Life inside a bubble suit
Asked by Jenny Fredericks of Toronto
Bubble Boy (2001) is a romantic comedy film in which a young man named Jimmy (played by Jake Gyllenhaal) is born without an immune system and must therefore live his entire life within his bedroom inside a plastic bubble.
The problem is he falls in love with Chloe (played by Marley Shelton). When Jimmy learns that Chloe is to be married in Niagara Falls, he builds a portable bubble suit and ventures into the big wide world in order to save his love.
Bubble boy disease is more correctly termed Severe Combined Immunodeficiency (SCID). SCID is actually a group of very rare congenital conditions. "Congenital" means existing at birth. It is from the Latin word congenitus meaning "born together". SCID is very rare. About one in every half million to one in every million people suffers from it.
People with SCID have severe abnormalities in both B and T-cell immunity. This impaired immunity is in the endocrine system, but not so much in the nervous system. A person with SCID has an absent or almost absent supply of antibodies and white blood cells necessary to fight disease. This means that a person can die from their first serious infection.
In order to protect themselves from just such an infection, they live in a sterile environment such as that provided by a plastic bubble. Rather like living in a fish bowl, but certainly better than dying.
More technically, in the most common form of SCID, an X-linked chromosome problem results in a lack of the adenosine deaminase enzyme being produced. Without this enzyme, toxic body by-products such as ammonia accumulate in white blood cells and destroy them.
SCID is not contagious. The symptoms usually show themselves in infants under three months old. The chief symptom of SCID is persistent infections, but a variety of other symptoms can also appear. SCID can be treated with intravenous immunoglobulin and bone marrow transplants. It is, at least theoretically, possible for a "bubble boy" or "bubble girl" to one day leave their bubble behind.
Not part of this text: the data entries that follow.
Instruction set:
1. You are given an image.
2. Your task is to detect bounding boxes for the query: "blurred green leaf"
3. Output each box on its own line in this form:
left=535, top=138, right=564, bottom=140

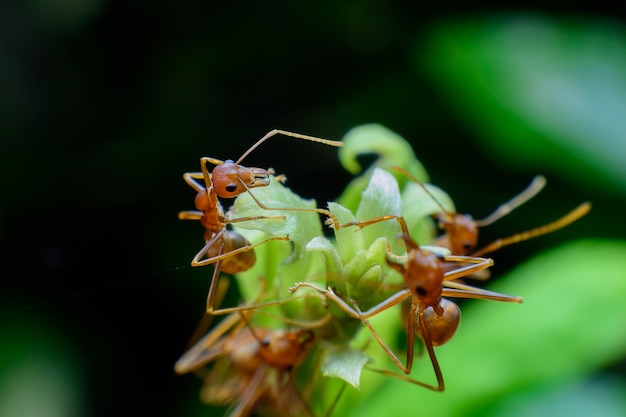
left=0, top=320, right=85, bottom=417
left=415, top=14, right=626, bottom=191
left=322, top=346, right=368, bottom=389
left=348, top=240, right=626, bottom=416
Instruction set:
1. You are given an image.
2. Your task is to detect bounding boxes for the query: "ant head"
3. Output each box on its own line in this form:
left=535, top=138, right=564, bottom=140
left=415, top=298, right=461, bottom=346
left=204, top=229, right=256, bottom=274
left=259, top=329, right=314, bottom=371
left=435, top=213, right=478, bottom=255
left=194, top=188, right=219, bottom=212
left=387, top=240, right=444, bottom=308
left=211, top=159, right=270, bottom=198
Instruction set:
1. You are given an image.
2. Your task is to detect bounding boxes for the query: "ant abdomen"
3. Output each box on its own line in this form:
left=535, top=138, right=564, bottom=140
left=415, top=298, right=461, bottom=346
left=205, top=229, right=256, bottom=274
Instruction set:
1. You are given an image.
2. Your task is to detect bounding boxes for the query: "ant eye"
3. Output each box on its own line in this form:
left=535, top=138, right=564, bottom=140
left=415, top=285, right=427, bottom=297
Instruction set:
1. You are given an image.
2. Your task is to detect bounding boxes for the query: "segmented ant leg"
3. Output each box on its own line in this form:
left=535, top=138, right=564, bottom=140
left=183, top=172, right=211, bottom=192
left=178, top=210, right=202, bottom=220
left=442, top=255, right=493, bottom=281
left=289, top=282, right=412, bottom=372
left=442, top=281, right=524, bottom=304
left=234, top=179, right=339, bottom=228
left=191, top=229, right=289, bottom=266
left=474, top=175, right=546, bottom=227
left=472, top=202, right=591, bottom=256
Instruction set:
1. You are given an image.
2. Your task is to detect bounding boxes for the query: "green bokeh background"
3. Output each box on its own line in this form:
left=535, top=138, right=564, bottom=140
left=0, top=0, right=626, bottom=417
The original "bubble boys" were David Vetter (1971-1984) and Ted De Vita (1962-1980). Vetter suffered from SCID, lived in a plastic bubble, and became almost a celebrity in his home town of Houston, Texas.
De Vita did not have SCID. Instead, he suffered from aplastic anemia which nevertheless forced him to live for nearly nine years in a sterile "laminar air" hospital room at the US National Institute of Health Clinical Centre in Bethesda, Maryland.
Aspects of the lives of both boys were combined to inspire the film The Boy in the Plastic Bubble (1976), which helped make John Travolta a star in playing a character known as Tod Lubitch.